On June 6, the Ministry of Economy and Finance (MEF) updated the operating regulations of the Reactiva Peru program so that companies, especially mypes, can request a new rescheduling of their credit, which includes a new grace period of up to 36 months in the case of companies in the tourism sector and up to 24 months for businesses in other areas.
This is the second rescheduling authorized by the Executive, however, the latter has undergone an important modification, since now it will be the same entities of the financial system that will assume these operations with their own resources. Previously, the Government supported this benefit through the Central Reserve Bank of Peru (BCRP).

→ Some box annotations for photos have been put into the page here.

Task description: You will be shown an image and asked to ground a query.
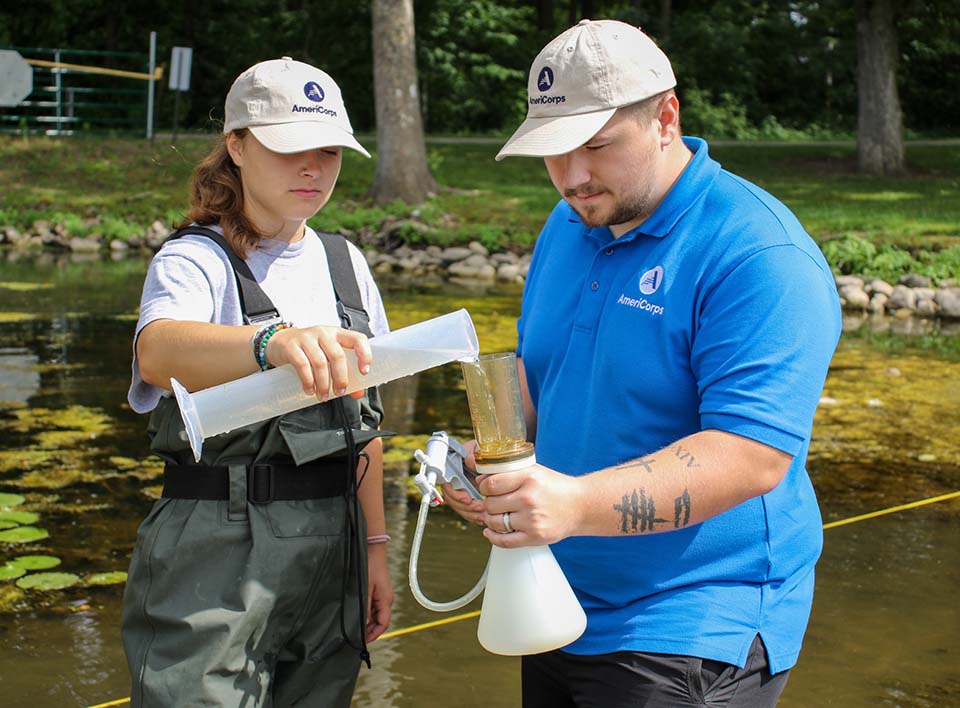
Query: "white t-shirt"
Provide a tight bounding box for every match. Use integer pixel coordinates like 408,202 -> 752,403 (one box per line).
127,226 -> 390,413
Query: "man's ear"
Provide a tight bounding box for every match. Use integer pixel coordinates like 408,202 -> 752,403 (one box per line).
657,92 -> 680,148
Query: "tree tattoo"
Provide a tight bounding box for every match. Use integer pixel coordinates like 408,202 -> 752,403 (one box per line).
613,487 -> 690,533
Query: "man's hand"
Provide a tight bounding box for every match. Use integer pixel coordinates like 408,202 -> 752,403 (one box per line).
440,440 -> 483,526
478,464 -> 583,548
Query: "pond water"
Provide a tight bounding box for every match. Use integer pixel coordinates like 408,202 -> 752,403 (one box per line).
0,253 -> 960,708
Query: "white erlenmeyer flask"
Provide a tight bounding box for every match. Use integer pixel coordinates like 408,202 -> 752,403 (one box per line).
463,353 -> 587,656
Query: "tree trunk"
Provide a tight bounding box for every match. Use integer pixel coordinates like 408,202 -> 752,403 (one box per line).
537,0 -> 555,32
857,0 -> 904,175
371,0 -> 437,204
658,0 -> 673,46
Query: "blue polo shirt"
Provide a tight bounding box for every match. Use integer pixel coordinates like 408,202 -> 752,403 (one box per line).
517,138 -> 840,672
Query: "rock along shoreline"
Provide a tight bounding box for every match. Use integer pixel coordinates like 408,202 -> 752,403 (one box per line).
0,219 -> 960,320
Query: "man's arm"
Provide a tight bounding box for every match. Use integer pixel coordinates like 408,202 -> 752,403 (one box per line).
517,357 -> 537,442
480,430 -> 792,548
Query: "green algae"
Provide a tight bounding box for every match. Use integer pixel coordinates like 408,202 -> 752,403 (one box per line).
807,340 -> 960,509
84,570 -> 127,587
0,563 -> 27,581
0,492 -> 26,508
0,281 -> 53,293
0,312 -> 38,324
8,556 -> 60,570
0,526 -> 50,543
17,573 -> 80,590
11,405 -> 113,437
0,509 -> 40,525
0,583 -> 26,613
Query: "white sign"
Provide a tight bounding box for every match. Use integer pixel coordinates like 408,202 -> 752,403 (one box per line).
170,47 -> 193,91
0,49 -> 33,106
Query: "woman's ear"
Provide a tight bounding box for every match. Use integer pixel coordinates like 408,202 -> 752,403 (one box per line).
227,132 -> 243,167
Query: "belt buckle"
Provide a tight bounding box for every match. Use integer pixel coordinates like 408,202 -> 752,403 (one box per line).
247,465 -> 274,504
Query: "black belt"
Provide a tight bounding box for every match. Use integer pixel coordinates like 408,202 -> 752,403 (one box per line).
161,460 -> 352,504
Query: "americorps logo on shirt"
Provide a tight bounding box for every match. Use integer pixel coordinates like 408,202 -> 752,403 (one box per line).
617,265 -> 664,317
640,266 -> 663,295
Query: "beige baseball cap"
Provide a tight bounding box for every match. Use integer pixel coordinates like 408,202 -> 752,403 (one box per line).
223,57 -> 370,157
497,20 -> 677,160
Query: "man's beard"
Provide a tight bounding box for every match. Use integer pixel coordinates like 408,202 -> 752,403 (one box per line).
564,185 -> 654,229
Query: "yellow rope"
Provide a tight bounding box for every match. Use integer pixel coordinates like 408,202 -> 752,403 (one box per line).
88,491 -> 960,708
24,59 -> 163,81
380,610 -> 480,639
823,491 -> 960,531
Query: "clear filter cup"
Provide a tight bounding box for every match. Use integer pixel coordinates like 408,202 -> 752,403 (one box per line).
461,352 -> 533,466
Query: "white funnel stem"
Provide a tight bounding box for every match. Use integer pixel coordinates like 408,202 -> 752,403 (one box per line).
171,310 -> 480,462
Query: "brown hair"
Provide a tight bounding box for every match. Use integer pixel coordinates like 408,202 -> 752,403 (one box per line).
177,128 -> 263,258
620,88 -> 676,123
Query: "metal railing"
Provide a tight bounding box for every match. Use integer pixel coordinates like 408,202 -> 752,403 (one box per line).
0,47 -> 159,135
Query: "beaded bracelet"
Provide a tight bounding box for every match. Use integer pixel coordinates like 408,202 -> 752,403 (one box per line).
253,322 -> 293,371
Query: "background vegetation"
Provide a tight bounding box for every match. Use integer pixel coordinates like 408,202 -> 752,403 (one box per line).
0,138 -> 960,280
0,0 -> 960,139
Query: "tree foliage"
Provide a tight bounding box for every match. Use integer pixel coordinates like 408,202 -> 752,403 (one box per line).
0,0 -> 960,137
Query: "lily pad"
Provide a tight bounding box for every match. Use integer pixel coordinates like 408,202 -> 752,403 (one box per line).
87,570 -> 127,585
0,510 -> 40,525
9,556 -> 60,570
0,526 -> 50,543
0,563 -> 27,580
17,573 -> 80,590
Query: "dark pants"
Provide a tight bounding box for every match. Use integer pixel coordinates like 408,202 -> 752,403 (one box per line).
522,636 -> 790,708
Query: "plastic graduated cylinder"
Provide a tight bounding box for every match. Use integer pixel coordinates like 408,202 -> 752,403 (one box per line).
170,309 -> 480,462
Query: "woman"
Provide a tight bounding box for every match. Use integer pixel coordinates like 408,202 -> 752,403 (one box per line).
123,57 -> 393,707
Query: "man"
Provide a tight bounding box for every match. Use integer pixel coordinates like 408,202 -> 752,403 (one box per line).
448,20 -> 840,708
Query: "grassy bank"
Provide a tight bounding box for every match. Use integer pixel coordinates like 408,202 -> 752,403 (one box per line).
0,137 -> 960,253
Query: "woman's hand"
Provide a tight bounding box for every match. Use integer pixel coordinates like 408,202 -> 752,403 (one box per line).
266,325 -> 373,401
366,543 -> 393,642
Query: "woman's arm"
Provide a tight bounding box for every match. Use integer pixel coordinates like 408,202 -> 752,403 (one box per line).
137,319 -> 372,400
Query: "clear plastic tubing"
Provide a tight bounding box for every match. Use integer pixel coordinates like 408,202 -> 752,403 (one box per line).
170,309 -> 480,462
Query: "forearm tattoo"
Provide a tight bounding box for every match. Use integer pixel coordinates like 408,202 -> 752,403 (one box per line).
671,443 -> 700,469
613,487 -> 690,533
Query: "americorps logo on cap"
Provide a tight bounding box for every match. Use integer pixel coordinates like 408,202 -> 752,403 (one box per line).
290,81 -> 337,118
640,266 -> 663,295
303,81 -> 324,103
537,66 -> 553,93
527,66 -> 567,106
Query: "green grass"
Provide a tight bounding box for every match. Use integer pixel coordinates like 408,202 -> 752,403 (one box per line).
0,136 -> 960,252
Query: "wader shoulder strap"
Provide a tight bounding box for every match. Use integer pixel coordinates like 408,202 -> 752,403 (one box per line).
167,226 -> 281,324
317,231 -> 373,337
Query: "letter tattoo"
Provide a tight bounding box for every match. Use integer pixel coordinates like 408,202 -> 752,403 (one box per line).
672,443 -> 700,469
673,489 -> 690,529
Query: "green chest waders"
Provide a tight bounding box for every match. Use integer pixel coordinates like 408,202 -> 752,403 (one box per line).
122,227 -> 384,708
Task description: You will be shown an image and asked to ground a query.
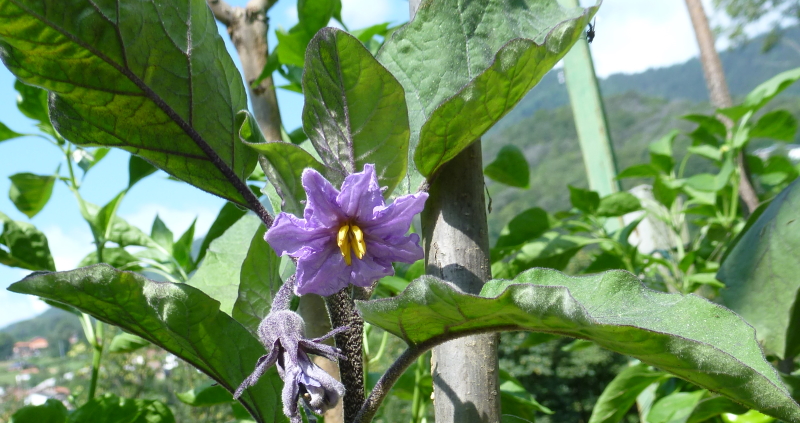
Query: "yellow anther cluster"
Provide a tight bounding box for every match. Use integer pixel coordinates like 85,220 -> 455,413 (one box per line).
336,223 -> 367,266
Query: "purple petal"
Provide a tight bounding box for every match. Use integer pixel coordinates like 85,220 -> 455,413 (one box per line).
264,213 -> 334,256
302,169 -> 346,228
367,234 -> 425,263
295,243 -> 349,296
350,255 -> 394,288
336,164 -> 385,222
360,192 -> 428,238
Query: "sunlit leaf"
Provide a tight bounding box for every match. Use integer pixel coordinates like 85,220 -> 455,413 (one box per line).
377,0 -> 596,192
357,269 -> 800,421
303,28 -> 409,196
108,332 -> 150,354
8,173 -> 56,217
589,363 -> 667,423
9,265 -> 286,422
717,177 -> 800,357
0,212 -> 56,270
0,0 -> 256,203
483,145 -> 531,188
188,214 -> 266,315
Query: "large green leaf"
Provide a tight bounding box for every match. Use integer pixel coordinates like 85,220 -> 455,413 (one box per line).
8,264 -> 285,422
188,214 -> 266,315
647,390 -> 705,423
720,68 -> 800,120
483,145 -> 531,188
195,203 -> 247,263
14,80 -> 57,142
8,172 -> 56,217
717,180 -> 800,357
0,122 -> 23,142
231,225 -> 282,336
358,269 -> 800,422
0,0 -> 256,204
589,363 -> 666,423
303,28 -> 409,195
175,383 -> 233,407
238,111 -> 324,216
67,394 -> 175,423
0,212 -> 56,270
377,0 -> 596,186
9,398 -> 68,423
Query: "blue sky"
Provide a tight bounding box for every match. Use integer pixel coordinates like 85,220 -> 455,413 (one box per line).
0,0 -> 756,327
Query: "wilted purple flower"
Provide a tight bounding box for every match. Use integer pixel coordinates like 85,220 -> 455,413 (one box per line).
233,310 -> 347,423
265,164 -> 428,295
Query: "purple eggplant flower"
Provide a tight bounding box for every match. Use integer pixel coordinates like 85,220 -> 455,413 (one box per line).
233,310 -> 348,423
265,164 -> 428,296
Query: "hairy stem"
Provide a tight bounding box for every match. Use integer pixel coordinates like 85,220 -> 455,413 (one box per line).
325,288 -> 364,422
348,346 -> 428,423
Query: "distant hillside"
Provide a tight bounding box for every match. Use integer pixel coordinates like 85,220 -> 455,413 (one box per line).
492,27 -> 800,132
0,307 -> 83,355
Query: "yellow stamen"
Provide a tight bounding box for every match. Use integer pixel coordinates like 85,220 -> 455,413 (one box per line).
336,223 -> 367,266
336,224 -> 353,266
350,225 -> 367,260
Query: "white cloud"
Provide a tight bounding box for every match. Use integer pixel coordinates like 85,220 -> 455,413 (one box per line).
120,204 -> 219,239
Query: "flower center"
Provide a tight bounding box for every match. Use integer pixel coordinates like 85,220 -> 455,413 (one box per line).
336,223 -> 367,266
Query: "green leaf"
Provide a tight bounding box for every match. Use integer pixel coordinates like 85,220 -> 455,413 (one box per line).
187,214 -> 266,315
303,28 -> 409,196
357,269 -> 800,421
687,397 -> 748,423
275,29 -> 314,68
719,68 -> 800,120
569,185 -> 600,214
377,0 -> 596,192
195,203 -> 247,263
231,225 -> 282,336
67,394 -> 175,423
128,154 -> 158,188
750,110 -> 797,142
108,332 -> 150,354
597,192 -> 642,217
647,390 -> 706,423
653,176 -> 678,208
238,112 -> 324,216
717,180 -> 800,358
589,363 -> 667,423
681,114 -> 728,138
0,122 -> 23,142
14,80 -> 57,142
172,218 -> 197,269
78,247 -> 142,271
0,212 -> 56,270
617,163 -> 660,179
492,207 -> 553,253
500,369 -> 553,421
686,144 -> 722,161
8,265 -> 286,422
175,383 -> 233,407
649,129 -> 680,175
0,0 -> 256,204
72,148 -> 111,176
297,0 -> 342,34
8,398 -> 68,423
150,214 -> 175,254
483,145 -> 531,188
492,231 -> 597,278
8,173 -> 56,218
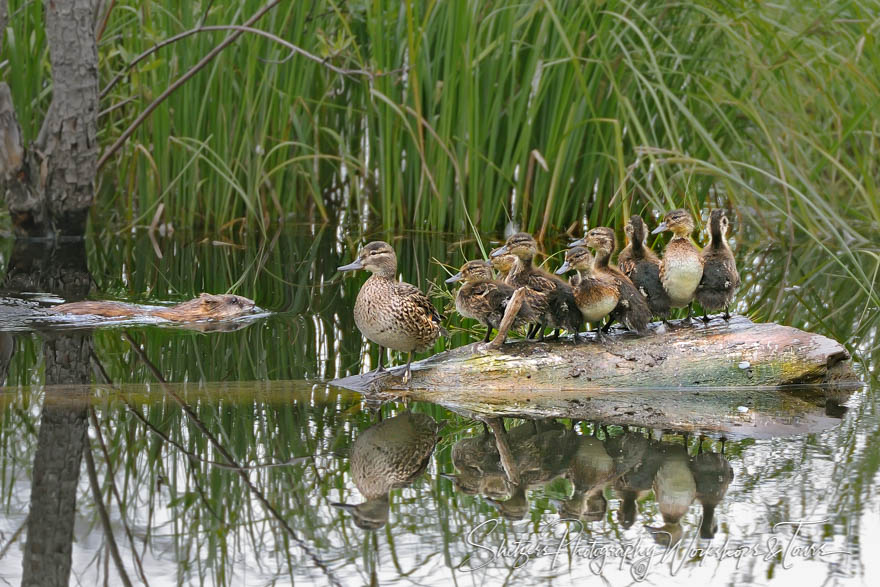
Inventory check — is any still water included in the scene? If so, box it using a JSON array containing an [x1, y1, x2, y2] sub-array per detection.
[[0, 227, 880, 585]]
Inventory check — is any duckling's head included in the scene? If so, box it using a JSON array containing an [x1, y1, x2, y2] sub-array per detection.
[[584, 226, 617, 254], [492, 232, 538, 261], [556, 247, 593, 275], [446, 260, 492, 283], [489, 247, 516, 276], [336, 241, 397, 278], [709, 208, 730, 246], [651, 208, 694, 236], [623, 214, 645, 246]]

This change has generated that the entities of the financial system can vary the interest rate with the request of a new rescheduling.
Thus, the maximum annual rate that any entity can apply for this refinancing will be up to 17%, as published by Cofide, which is based on the maximum TCEA reached in the auctions of the programs with a state guarantee (FAE-tourism, FAE- Agro, FAE-Mype, PAE-Mype and Reactiva).
Despite the fact that the maximum rate exceeds by more than 10 percentage points that offered in Reactiva (5.25%), the MEF and Cofide indicated that said level is less than half of the current rates offered to mypes in the system, which were between 35% and 45% per year before the pandemic.
For its part, Banco del Crédito (BCP) announced that its SME clients with Reactiva loans who wish to reschedule will have two unique rates that will differ depending on the amount of the loan.
Those with a credit of up to S/ 90,000 will be charged an annual rate of 9.90%, while loans greater than S/ 90,000 will be charged 8.70%.
According to the bank, these rates are “the minimum possible to cover the costs involved in granting this new phase of rescheduling today.”
Jorge Carrillo Acosta, professor at the Pacífico Business School, points out that this higher rate is also sustained because “money is more expensive because the reference rate has risen.”
Carrillo also specified that if the company accepts a rescheduling, it only pays interest during the grace period.
As an example, if the loan was for S/ 100,000 and it is rescheduled at an annual rate of 17%, interest must be paid S/ 1,317 per month for the duration of the grace period. If the rate is 8%, S/ 643 per month should be paid. In the first rescheduling with a rate of 2%, only S/ 165 of interest was paid.
Likewise, the professor mentioned that the new interest rate would affect all credit. In other words, the installments to be paid once the grace period has ended would also be higher than those previously agreed upon.
“The fee is going to increase, it is as if it were a new loan, only it is covered by the State,” he explained.
Reschedule only if necessary
Finance expert Jorge Carrillo Acosta points out that rescheduling is not mandatory, so each company should carefully assess whether it will avail itself of this benefit, considering that interest rates will be higher.
“Each bank will decide what interest rate it offers. The rescheduling is not mandatory, there was already an obligation to pay and it is an option that the bank gives you and that facility has a higher cost in this case”, notes the professor.
Carrillo Acosta recommends that rescheduling be requested only if the company truly needs it and has not yet fully recovered.
Julio Velarde, president of the BCRP
“They cannot raise (the interest rate) indefinitely, because the norm set a ceiling and it is the one that previous auctions have had, including those of the FAE, which have been higher interest rates.”
Rise. On June 9, the BCRP Board agreed to raise the reference interest rate to 5.50%.
Dear. Credicorp expects the BCRP to raise its rate this year to 6.25% or 6.50%.